Thank you, Maddog. I appreciate your understanding, and other people's, so much.
I relate very much to what you wrote.
even the language of describing torture processing is even more foreign and scary to me than the language of trauma processing in general.
I find this too. In therapy, I struggle to find words for this much more than with other things. Partly because it's trying to describe the indescribable. But also because I have to take myself through it so very, very carefully.
I know this fragmentation of memory is normal, yet somehow particularly pronounced for the torture memories, and particularly walled away by a terror that, as you said Hashi, is as-yet-unexperienced fear, and so is as-yet-unprocessed fear from the torture...
I am terrified of my unprocessed torture terror, utterly terrified.
I am too.
There's something which I'm experiencing which I've been thinking about a lot. I've always been aware that, unless I'm very careful with grounding, safety and psychic protection, I could easily be overcome by the fear and... well, go insane, basically. Recently I've been feeling that there's a sort of version of me that has felt that fear and has gone insane, that has started screaming and it won't ever be able to stop. I feels like this version of myself is right next to me all the time.
At first, I saw it as a risk, that I was in danger of "stepping across" and becoming that person. Now, I'm starting to feel that it's a parallel process to my more conscious one. As if some part of me does need to allow the insanity, and my subconscious is doing it in this way.

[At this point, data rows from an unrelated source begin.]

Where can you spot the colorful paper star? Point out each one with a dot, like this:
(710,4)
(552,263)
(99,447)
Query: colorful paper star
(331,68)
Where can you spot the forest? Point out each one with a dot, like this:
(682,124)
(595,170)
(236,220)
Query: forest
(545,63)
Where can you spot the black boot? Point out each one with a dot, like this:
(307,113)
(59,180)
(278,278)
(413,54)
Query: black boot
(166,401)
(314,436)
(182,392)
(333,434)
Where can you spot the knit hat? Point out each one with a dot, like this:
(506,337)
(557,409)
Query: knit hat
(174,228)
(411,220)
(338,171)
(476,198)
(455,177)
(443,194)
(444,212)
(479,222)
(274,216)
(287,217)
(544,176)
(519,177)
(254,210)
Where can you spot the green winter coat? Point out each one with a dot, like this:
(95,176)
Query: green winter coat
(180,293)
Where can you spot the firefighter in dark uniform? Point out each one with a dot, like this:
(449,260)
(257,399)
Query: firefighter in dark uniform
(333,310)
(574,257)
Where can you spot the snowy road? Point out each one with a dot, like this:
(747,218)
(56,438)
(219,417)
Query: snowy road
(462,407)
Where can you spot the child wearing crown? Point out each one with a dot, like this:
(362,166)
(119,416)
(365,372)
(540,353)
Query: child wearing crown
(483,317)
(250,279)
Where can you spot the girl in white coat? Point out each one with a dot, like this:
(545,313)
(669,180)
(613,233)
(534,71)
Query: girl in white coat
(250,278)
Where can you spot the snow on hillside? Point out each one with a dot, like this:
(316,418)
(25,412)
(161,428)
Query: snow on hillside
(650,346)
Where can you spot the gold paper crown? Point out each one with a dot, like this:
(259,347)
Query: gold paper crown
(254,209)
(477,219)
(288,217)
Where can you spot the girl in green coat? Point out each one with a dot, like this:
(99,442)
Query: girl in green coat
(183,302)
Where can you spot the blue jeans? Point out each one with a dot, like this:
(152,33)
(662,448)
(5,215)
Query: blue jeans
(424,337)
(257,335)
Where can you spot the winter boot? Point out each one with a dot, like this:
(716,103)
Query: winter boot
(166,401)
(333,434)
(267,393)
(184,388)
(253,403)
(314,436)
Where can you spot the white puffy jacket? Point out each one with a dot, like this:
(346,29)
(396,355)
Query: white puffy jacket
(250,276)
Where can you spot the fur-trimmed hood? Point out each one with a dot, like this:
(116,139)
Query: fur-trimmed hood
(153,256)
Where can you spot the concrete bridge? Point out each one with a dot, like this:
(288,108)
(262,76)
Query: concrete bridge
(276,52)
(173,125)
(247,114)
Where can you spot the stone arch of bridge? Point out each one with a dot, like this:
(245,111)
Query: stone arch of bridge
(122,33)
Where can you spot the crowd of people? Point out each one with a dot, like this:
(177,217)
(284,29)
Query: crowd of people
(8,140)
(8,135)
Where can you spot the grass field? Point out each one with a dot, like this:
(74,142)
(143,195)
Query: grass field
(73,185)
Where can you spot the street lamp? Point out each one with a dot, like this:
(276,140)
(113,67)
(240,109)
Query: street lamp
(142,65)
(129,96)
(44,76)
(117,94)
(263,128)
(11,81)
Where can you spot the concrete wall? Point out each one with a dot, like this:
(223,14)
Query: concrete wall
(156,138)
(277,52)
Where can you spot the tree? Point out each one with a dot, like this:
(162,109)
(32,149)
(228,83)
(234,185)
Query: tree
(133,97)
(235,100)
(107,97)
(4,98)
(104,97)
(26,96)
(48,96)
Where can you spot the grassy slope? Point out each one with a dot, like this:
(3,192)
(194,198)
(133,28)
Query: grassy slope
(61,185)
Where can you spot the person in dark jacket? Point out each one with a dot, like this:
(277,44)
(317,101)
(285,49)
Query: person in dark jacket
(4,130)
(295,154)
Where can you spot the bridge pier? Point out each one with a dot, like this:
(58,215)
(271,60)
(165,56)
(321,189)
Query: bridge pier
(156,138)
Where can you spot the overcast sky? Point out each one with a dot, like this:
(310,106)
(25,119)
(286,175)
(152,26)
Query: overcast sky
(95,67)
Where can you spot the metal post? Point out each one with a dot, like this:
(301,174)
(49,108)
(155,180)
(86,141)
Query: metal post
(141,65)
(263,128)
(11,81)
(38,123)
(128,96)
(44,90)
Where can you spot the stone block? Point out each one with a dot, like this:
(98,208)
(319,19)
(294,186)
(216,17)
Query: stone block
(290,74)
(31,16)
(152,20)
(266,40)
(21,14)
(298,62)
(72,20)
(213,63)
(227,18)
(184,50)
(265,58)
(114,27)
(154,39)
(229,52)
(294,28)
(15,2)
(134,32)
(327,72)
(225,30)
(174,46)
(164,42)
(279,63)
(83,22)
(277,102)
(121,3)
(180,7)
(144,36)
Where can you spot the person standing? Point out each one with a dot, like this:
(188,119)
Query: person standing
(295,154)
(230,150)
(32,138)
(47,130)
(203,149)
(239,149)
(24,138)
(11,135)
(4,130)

I have to believe that I can process the fear without fully feeling it, at least consciously. That a certain amount of processing is enough, and that amount of processing does not need to be anything like equal to the literal level or amount of the fear.
I'm not sure I'm resilient enough... the damage and terror associated with processing through even the superficial aspects (if such a word can be used in relation to torture) has destabilised me significantly...Thankfully I have a great and experienced therapist - the best I could hope for - but I'm not sure it's enough.
I feel the same. I often wonder if it's even possible to find this balance between processing and staying stable enough. If I go forward the right amount I become more resilient, if I misjudge it by a fraction I might break.
as part of the imagery he is trying to introduce about "growing me up" in the images and making me bigger and stronger. It's very hard - again almost impossible - something in the force and assertiveness of those actions cowers me in terror and makes me want to collapse into his lap instead of feeling bigger and stronger.
I think it's hard for me to bring a more powerful self to the situation because at the time it would have been so dangerous to be powerful. Force and assertiveness would have brought results that I can't even think about. It's very hard to override that even from this distance.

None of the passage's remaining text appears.